Microsoft, Netflix and Vudu are also trying to stake a part of the digital movie business. At the same time, cable and satellite companies are expanding their own on-demand offerings. Comcast, one of the nation’s largest cable companies, said at CES that it would have 6000 movies available on-demand by next year, with half of those in HD.
Cable and satellite companies may be in the best position to deliver on the future marriage of the Web and the television because their set-top boxes already sit in millions of homes.
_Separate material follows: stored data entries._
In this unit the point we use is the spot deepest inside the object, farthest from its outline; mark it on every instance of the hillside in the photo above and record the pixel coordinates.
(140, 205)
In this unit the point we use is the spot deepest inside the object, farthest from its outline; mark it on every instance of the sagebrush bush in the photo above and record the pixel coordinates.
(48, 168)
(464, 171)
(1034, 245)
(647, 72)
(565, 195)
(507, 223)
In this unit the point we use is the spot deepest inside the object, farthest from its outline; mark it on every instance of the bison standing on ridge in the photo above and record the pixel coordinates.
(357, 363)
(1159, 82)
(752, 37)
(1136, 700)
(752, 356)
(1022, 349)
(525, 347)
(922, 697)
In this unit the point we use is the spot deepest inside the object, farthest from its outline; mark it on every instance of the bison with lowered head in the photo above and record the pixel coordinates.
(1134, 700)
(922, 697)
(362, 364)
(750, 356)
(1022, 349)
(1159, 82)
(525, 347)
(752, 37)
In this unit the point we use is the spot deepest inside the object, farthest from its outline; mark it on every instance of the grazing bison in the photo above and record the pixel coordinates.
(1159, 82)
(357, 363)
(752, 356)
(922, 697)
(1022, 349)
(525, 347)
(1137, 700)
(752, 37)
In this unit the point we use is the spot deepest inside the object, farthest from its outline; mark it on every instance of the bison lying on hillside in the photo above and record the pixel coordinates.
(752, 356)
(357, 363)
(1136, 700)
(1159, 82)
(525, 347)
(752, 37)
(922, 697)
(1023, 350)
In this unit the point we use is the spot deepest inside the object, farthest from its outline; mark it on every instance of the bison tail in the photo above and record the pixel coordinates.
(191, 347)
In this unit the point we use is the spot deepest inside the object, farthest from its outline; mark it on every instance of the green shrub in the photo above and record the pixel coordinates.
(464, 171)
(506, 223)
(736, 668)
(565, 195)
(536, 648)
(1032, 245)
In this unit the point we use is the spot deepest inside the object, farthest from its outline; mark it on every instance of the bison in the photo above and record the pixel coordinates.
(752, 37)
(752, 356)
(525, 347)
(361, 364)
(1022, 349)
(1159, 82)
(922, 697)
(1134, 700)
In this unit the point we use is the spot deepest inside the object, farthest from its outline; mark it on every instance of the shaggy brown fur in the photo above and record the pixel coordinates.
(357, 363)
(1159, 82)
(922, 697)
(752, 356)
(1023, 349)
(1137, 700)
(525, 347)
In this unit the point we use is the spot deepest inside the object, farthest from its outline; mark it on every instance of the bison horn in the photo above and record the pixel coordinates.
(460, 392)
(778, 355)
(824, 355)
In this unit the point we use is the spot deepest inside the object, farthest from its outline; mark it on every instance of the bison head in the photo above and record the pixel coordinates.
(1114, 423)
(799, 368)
However, no company has given consumers an extensive library to choose from or provided a convenient system, as Apple did with music on iTunes. Apple’s offering is not a radical departure from what its competitors offer. It will charge $3.99 for new releases, $4.99 for new releases in HD, and $2.99 for older movies in SD.
Consumers can store the movie for 30 days, but can only watch the movie for a single 24-hour period once they start. The new releases will not be available on AppleTV until 30 days after they have been made available for sale as DVDs. Other rental services face a similar 30-day delay.
The second version of AppleTV may give the company some advantages. It is the smallest, most portable of the set-top box options and has the benefit of working with the same digital format as the millions of video iPods that Apple has sold.
Tom Lesinski, president of Paramount Pictures Digital Entertainment, said the Apple movie service would be a significant litmus test for the idea of downloading movies on the television. “All the barriers that have existed with other solutions pretty much go away now,” he said.